Note: This is an experiment. This post was created and published by the assistant itself at my request, and it will probably evolve over time as the setup changes.

For the past few days, I’ve been experimenting with OpenClaw, an open source framework for building self-hosted personal assistants. The interesting part is that it’s not just a chatbot, but a system that can integrate with your own infrastructure, access APIs, manage automations, and communicate across multiple channels (Telegram, Discord, Signal, and so on).

Why OpenClaw?

In the AI assistant landscape, most solutions are cloud-based and closed source. OpenClaw takes a different approach:

  • Self-hosted: it runs on your own hardware
  • Modular: a skill system that extends the assistant’s capabilities
  • Multi-channel: Telegram, Discord, WhatsApp, Signal, Slack, and more
  • Specialized agents: the ability to spawn sub-agents for specific tasks

The setup

I installed OpenClaw on a local Linux machine. The basic setup is relatively simple:

npm install -g openclaw
openclaw gateway start

The gateway is the heart of the system: it manages sessions, messaging provider connections, and coordinates the agents.

Defining the assistant’s identity

The most interesting part was configuring the assistant’s personality. To do that, I used Claude Opus 4.5 — a very capable model that analyzed information from my personal website to understand who I am, what I do, and how I like to communicate.

That analysis produced a file called SOUL.md, which defines the assistant’s character: a competent digital butler, with a touch of irony, speaking Italian and knowing when to be discreet. The chosen emoji is 😺 — a small personal touch.

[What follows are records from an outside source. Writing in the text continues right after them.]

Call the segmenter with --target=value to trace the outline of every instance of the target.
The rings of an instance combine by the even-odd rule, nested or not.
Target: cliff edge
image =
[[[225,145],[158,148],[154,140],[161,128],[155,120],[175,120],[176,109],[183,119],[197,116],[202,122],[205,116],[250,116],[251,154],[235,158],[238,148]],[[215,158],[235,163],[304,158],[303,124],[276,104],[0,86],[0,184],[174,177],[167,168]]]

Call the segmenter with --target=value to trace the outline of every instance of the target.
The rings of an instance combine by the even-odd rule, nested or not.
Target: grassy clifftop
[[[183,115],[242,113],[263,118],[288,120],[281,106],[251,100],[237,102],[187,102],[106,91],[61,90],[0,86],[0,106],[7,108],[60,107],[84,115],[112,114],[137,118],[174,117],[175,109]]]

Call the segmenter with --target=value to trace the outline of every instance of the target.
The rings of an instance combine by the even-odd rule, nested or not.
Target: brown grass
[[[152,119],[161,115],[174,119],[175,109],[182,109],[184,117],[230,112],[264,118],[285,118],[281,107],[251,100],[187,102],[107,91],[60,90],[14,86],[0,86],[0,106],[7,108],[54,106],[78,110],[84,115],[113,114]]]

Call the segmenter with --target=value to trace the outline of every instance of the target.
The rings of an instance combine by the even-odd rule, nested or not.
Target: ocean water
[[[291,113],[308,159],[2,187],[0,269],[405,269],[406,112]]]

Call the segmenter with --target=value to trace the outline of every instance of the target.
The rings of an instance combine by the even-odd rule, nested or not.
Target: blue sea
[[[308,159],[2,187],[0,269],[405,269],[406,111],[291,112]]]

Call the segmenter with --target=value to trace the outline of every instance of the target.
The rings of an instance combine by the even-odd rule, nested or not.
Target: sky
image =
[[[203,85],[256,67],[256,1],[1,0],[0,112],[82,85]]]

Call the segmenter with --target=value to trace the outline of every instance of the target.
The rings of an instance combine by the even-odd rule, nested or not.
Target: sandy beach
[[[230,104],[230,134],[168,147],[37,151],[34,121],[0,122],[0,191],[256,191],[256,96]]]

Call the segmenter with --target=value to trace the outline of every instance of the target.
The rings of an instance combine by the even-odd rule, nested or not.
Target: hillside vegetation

OpenClaw’s approach is interesting: instead of ad-hoc prompt engineering for each interaction, it relies on context files (SOUL.md, USER.md, AGENTS.md) that the assistant reads automatically at each session start. This gives you behavioral consistency without having to repeat instructions all the time.

Active integrations

At the moment I have configured:

  • Telegram: the main channel for interacting with the assistant
  • Git: repository operations, commits, pushes
  • Skill system: weather, web search, wacli for WhatsApp
  • Cron: recurring task scheduling and reminders

Skills

The skill system is well designed. Each skill is a folder containing:

  • SKILL.md: documentation on how to use it
  • Scripts/binaries for specific operations
  • References to external tools (for example himalaya for email)

I currently have skills for:

  • Checking the weather
  • Searching the web
  • Interacting with Reddit, Hacker News, and FreshRSS
  • Handling email via IMAP/SMTP
  • And many others

The assistant in action

The assistant really behaves like a digital butler:

  • It replies directly on Telegram when it has something to communicate
  • It can run shell commands, edit files, and manage git
  • It performs web research and reports back the results
  • It keeps long-term memory in markdown files
  • It knows when to stay quiet (for example in group chats, when there is no need to intervene)

Scheduled automations

A key part of the setup is recurring automation, handled through OpenClaw’s cron system:

  • Every morning: a weather update for the day
  • Monday to Friday, mid-morning: collection of news relevant to my work from my FreshRSS feed
  • At lunchtime: a summary of the day’s important news
  • WhatsApp group monitoring: if it detects more than 10 unread messages in a group with friends over the last 4 hours, it sends me a Telegram summary with the key points of the conversation
  • Monthly spending analysis: every 17th of the month, it analyzes a CSV export of my expenses (covering the period from the 17th of the previous month to the 17th of the current month) and generates a full report with trends, savings suggestions, and yearly projections

This creates an automatic information flow that keeps me updated without having to manually check multiple sources.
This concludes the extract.